Advances in Down Syndrome Research
October is Down Syndrome Awareness Month, and to close out the month, Sprout is highlighting some of the recent advancements in biomedical research being done at the Linda Crnic Institute for Down Syndrome.
Down syndrome, or Trisomy 21, is the most common chromosomal condition, occurring in approximately 1 out of every 772 births in the United States.1 While most individuals have 23 pairs of chromosomes for a total of 46 – receiving half from each parent – individuals with Down syndrome have an extra full, or partial, copy of the 21st chromosome for a total of 47 chromosomes.
People with Down syndrome may experience a wide variety of co-occurring conditions, such as increased instances of autoimmune disorders (e.g., alopecia areata and hypothyroidism), congenital heart defects, and Alzheimer’s disease, among others.
The Crnic Institute
The Crnic Institute, founded in 2008 and based on the Anschutz Medical Campus at the University of Colorado in Aurora, Colorado, is focused on their mission to improve the lives of people with Down syndrome through advanced biomedical research. They are the research affiliate of the Global Down Syndrome Foundation and have the world’s largest geographical cluster of researchers, from a variety of fields, dedicated to the study of Down syndrome.

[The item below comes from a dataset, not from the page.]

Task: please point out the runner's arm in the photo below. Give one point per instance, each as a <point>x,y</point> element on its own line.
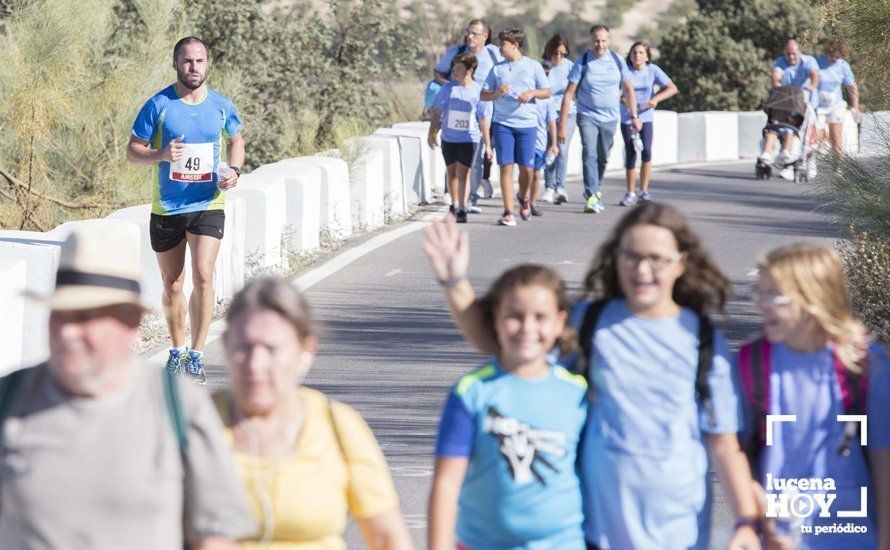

One of the clinical trials currently being conducted by the Crnic Institute is focusing on the use of tofacitinib, a type of immunosuppressant known as a JAK inhibitor, to treat immune skin conditions in adolescents and adults with Down syndrome. The conditions being studied include: alopecia areata, atopic dermatitis, hidradenitis suppurativa, psoriasis, and vitiligo.
A new clinical trial focused on studying potential treatments for Down Syndrome Regression Disorder (DSRD), a rare and debilitating neurological condition, has just launched this October. Individuals with DSRD may experience symptoms such as catatonia, loss of speech, delusions, and a loss of ability to perform daily life activities. The Crnic Institute is exploring the effects of three different treatments for DSRD – lorazepam, intravenous immunoglobulin (IVIG) and tofacitinib.
Other projects that the Crnic institute is working on include studies in Alzheimer’s disease and the Human Trisome Project™, which is focused on increasing the understanding of how the extra 21st chromosome causes a different disease spectrum in people with Down syndrome.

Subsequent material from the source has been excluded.